Bone anchored hearing aids are surgically implanted devices that bypass the auditory canal and middle ear, using direct bone conduction to transmit sound. People who experience frequent ear infections, single-sided deafness, or a rare congenital disorder known as external auditory canal atresia, in which the middle ear structures do not develop properly.

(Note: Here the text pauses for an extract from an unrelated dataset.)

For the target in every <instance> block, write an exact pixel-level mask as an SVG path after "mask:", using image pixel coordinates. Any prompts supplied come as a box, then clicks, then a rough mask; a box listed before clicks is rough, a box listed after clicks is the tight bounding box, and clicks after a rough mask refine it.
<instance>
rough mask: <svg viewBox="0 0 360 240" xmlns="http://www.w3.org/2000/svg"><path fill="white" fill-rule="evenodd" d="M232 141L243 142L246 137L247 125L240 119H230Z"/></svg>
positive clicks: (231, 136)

How Bone Anchored Hearing Aids Work
When normal hearing occurs, sound enters the external portion of the ear and is funneled through the ear canal into the cochlea of the inner ear. With some types of hearing loss, damage to the inner ear or auditory canal prevents sound from following this normal pathway.
Bone anchored hearing aids overcome this problem by utilizing the natural conductive abilities of bone to send sound vibrations directly to the inner ear, bypassing the auditory canal.
Bone anchored hearing aids consist of an external abutment, a sound processor, and a titanium implant, which eventually fuses with the skull brain in a process called osseointegration. Once this occurs, the unit can be fit and programmed. When functional, the sound processor captures sound vibrations and sends them through the external abutment to the implant, where nerve fibers are stimulated and hearing occurs. Bone anchored hearing aids provide a more natural sound, more clarity, and improved localization.
Individuals with unilateral hearing loss (single-sided deafness) will benefit most from bone anchored hearing aids, as will those who suffer from chronic ear infections; conventional hearing aids cause moisture and humidity to build up in the ear canals, exacerbating the condition. The procedure is considered safe, with little risk of complications.